Born and educated in the French-speaking part of Switzerland, Denise Rochat earned her Ph.D. in French literature from Brown University and joined the faculty of Smith College in 1981.
Until her retirement in 2007, Professor Rochat taught French language at all levels, as well as literature and culture from the Middle Ages to contemporary French and Francophone fiction and cinema, with special emphasis on the 19th- and 20th-century French novel, Quebec literature and the development of the short story as a genre. She also directed the Smith Junior Year Program in Paris in 2001-02 and 2004-05 and the Smith Junior Year Abroad Program in Geneva in 1989-90, 1994-95 and 2013-14. Since 2007, she has offered occasional courses in literature and language, and continues to provide guidance on French diction to professional and student singers.
Rochat is the author of Contrastes, grammaire du français courant (Pearson/Prentice Hall 2009), a French grammar textbook, now in a 2nd augmented edition, which uses contrasting examples to underline the syntactical differences between French and English.

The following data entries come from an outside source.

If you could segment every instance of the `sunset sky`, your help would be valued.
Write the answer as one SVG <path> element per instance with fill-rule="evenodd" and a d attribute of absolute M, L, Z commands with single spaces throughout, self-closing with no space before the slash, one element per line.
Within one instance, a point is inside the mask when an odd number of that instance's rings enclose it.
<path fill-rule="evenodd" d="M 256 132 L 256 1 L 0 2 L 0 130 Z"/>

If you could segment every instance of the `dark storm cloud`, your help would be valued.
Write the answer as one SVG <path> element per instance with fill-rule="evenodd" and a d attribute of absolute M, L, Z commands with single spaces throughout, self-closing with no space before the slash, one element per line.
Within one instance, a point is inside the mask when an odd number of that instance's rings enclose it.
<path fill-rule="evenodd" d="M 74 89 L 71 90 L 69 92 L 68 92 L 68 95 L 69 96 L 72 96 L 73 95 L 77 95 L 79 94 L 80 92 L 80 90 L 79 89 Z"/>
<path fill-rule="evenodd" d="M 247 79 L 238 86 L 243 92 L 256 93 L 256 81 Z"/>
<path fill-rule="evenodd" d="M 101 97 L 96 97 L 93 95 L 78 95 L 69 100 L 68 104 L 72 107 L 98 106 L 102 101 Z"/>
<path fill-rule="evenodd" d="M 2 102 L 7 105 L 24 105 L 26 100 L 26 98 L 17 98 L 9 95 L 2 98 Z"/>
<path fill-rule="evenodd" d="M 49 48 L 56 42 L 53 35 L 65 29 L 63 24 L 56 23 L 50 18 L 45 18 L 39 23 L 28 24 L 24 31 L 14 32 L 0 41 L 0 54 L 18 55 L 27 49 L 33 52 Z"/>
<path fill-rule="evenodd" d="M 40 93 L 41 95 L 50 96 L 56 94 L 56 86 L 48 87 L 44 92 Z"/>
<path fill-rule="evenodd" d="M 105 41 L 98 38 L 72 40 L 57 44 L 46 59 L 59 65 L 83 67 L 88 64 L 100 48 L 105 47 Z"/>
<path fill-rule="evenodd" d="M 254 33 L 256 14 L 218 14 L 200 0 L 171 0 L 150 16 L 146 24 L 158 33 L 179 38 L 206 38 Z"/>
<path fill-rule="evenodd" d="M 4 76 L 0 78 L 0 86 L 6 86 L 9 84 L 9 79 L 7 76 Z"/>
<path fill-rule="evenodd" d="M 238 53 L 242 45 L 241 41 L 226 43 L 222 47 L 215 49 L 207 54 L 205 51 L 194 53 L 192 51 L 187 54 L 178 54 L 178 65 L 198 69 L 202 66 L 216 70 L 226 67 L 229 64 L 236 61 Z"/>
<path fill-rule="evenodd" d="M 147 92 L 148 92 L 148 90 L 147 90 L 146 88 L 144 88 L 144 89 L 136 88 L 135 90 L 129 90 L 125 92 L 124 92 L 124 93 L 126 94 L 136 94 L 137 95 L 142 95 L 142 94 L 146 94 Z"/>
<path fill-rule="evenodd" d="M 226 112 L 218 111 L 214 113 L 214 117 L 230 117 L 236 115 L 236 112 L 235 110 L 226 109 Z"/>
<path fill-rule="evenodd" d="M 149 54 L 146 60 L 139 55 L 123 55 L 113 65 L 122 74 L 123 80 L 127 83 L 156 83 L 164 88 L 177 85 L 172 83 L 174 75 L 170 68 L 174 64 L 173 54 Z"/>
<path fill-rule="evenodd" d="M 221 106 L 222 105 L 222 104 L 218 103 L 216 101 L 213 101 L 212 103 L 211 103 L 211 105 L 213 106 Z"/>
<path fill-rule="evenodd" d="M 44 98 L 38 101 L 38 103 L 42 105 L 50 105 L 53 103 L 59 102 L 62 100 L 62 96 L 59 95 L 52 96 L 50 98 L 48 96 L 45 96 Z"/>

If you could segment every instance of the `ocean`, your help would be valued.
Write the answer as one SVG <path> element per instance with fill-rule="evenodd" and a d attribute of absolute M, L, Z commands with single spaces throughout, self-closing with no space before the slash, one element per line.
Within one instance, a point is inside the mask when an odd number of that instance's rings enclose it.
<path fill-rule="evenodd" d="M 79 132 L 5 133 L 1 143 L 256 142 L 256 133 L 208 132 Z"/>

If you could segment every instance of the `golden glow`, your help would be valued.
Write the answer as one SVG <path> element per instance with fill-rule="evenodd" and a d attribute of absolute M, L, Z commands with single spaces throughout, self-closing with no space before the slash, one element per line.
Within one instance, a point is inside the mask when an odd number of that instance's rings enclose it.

Her accompanying Workbook for Contrastes (Pearson/Prentice Hall 2009), written with the participation of Catherine Bloom, also in a 2nd augmented edition, is available both in paper and in an online interactive version.
Rochat's scholarly work focuses on poets and writers from France, Switzerland and Quebec. Her essays on René Char, Philippe Jaccottet, Gustave Roud, Corinna Bille, Anne Hébert, Hubert Aquin and Monique Proulx have appeared in journals in the United States, Canada and Europe. Her latest article examines the ways in which Swiss author Corinna Bille reworks certain fairy tales' elements into one of her short stories. She also hopes to translate some of Bille's poetry into English.